Bei dieser Bewegung fiel dem Zurücktaumelnden ein blitzender Gegenstand in's Auge, bei dessen Anblick er erschrocken in die Höhe sah und seine Brust furchtbar zu arbeiten begann.
Was sah er? Täuschte er sich nicht? Nein! Am Handgelenk seiner Mutter glänzte das Armband, das diese Nacht gestohlen wurde.
Während er noch sann, wie und auf welche Weise es in ihrem Besitz gekommen, weil er den schrecklichen Gedanken, der ihn überschlich, noch immer, wenn auch nur schwach, von sich abzuweisen versuchte, traten plötzlich nach zweimaligem vergeblichen Klopfen mehrere Gerichtsdiener ins Zimmer, in Begleitung des Wirthes »zum goldenen Lamm« und seiner Magd.
Etwas erstaunt über den unerwarteten Besuch, doch ohne Zeichen der Verlegenheit wendete sich Frau von H ... an den ersten Beamten mit der Frage:
»Sie suchen vermuthlich meinen Sohn – dort ist er!« –
»Allerdings,« erwiderte der Beamte, »allerdings, gnädige Frau, könnte mein Besuch auch Ihrem Herrn Sohn gelten. Bereits vor mehreren Wochen ist eine Requisition an das hiesige Gericht ergangen, worin die Vermuthung ausgesprochen wurde, daß sich Ihr Herr Sohn bei Ihnen aufhalten könne; jedoch vor einigen Tagen ist von der Kammer mit Genehmigung Sr. Majestät des Königs, eine Amnestie für geringere politische Vergehen ertheilt worden, dieser Gunst des Schicksals ist auch Ihr Herr Sohn theilhaftig.«
Etwas bestürzter, doch immer ohne die geringste Ahnung, fragte Frau von H… spöttisch:
»Und nun?«
»Sie werden vielleicht gehört haben« – der Beamte fixirte sie scharf – »daß in den umliegenden Ortschaften seit ungefähr drei Jahren mehrfache Diebstähle vorgekommen sind, ohne daß es bis diesen Morgen möglich gewesen wäre, die geringste Spur über den Thäter zu erlangen.«
»Sie werden doch den Dieb nicht bei mir suchen wollen?« entgegnete Frau von H… bebend, indem sie ihren Blick über ihren Sohn gleiten ließ, der, niedergesunken in einen Stuhl, sein Gesicht mit beiden Händen bedeckte.
»Doch, gnädige Frau,« fuhr der Beamte fort, »in der vergangenen Nacht fand ein wiederholter Einbruch statt im Hause des hier anwesenden Wirthes.
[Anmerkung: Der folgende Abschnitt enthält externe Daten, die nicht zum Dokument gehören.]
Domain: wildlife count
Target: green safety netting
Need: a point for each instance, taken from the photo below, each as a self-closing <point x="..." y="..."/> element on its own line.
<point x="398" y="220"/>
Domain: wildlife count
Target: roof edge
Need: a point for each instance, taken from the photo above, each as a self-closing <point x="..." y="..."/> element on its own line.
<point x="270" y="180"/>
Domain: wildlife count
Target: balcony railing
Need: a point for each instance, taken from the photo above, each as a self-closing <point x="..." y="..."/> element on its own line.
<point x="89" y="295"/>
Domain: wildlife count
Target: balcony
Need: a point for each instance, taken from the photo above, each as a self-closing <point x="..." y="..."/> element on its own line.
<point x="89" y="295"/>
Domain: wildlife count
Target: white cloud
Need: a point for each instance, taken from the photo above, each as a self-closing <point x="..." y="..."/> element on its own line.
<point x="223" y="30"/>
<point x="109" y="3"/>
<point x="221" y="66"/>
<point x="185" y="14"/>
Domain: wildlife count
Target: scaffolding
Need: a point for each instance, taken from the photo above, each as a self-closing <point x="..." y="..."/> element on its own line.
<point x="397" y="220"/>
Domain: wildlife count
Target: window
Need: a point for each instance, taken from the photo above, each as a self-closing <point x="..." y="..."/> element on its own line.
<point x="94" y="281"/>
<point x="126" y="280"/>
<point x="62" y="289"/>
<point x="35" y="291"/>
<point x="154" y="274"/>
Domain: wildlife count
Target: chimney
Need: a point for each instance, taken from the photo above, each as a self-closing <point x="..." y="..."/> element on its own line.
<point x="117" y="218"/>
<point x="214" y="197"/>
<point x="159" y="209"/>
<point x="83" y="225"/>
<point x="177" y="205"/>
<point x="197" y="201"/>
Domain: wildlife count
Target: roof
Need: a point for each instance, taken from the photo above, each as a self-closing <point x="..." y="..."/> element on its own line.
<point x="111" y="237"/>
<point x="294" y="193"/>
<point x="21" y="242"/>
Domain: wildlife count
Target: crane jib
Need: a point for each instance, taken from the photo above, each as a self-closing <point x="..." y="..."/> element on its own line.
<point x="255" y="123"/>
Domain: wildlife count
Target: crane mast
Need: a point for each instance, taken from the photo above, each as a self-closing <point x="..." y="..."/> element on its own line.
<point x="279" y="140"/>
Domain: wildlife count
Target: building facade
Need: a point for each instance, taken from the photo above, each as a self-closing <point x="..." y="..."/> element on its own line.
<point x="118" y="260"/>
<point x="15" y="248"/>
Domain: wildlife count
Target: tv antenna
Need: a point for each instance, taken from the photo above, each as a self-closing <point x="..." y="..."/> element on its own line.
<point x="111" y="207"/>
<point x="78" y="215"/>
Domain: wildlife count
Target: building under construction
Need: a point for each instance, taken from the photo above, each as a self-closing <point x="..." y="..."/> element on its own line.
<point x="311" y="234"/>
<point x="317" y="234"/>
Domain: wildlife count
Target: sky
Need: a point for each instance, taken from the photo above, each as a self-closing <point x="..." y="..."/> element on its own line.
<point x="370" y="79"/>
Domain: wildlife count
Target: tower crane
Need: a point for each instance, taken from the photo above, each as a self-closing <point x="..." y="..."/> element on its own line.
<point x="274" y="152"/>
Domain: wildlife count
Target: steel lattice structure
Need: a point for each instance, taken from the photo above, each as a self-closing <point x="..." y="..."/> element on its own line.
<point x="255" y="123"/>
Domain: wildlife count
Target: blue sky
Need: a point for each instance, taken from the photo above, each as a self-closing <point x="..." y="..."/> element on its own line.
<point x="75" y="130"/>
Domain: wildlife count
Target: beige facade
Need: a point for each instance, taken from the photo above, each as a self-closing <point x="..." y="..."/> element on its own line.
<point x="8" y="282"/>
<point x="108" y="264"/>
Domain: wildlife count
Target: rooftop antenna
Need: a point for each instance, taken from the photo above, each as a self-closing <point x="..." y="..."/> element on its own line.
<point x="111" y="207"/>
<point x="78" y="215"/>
Bei der genauen Untersuchung der Ortslage, fand man unter dem Fenster des Zimmers, woselbst der Diebstahl vorfiel, ein Taschentuch mit den Anfangsbuchstaben Ihres Namens, gnädige Frau. Ihr Diener, der heute morgen gerade in der Stadt anwesend war, wurde sofort verhaftet und gestand denn auch bereits, daß, während er zum Fenster hineingestiegen war, Sie unter demselben in Männerkleidung Wache gehalten hätten.«
Der Beamte wollte noch etwas hinzufügen, als ihn ein krampfhaftes, gellendes Lachen unterbrach. Frau von H… hatte den Anfang des Berichtes starr und regungslos angehört, nach und nach veränderten sich ihre scharfen Züge, eine fahle Blässe umzog ihr ganzes Gesicht, einzelne kalte Tropfen zeigten sich auf der Stirn, ein leises Zittern ergriff ihre Glieder, es durchlief wie glühendes Erz den ganzen Körper und mit der Gedankenschnelle, die nur die Verzweiflung giebt, durchzuckte ihr Gehirn das Wort: entehrt! – Ihre Lippen bebten, ihre wildrollenden Augen suchten ihr einziges Kind, ein convulsivisches Lachen zersprengte die Eisenringe um ihre Brust und mit dem krampfhaften Ausrufe: »mein Sohn! mein Sohn!« stürzte das starke Weib zusammen. –
Alle eilten herbei – der Schlag hatte sie getroffen, sie war todt!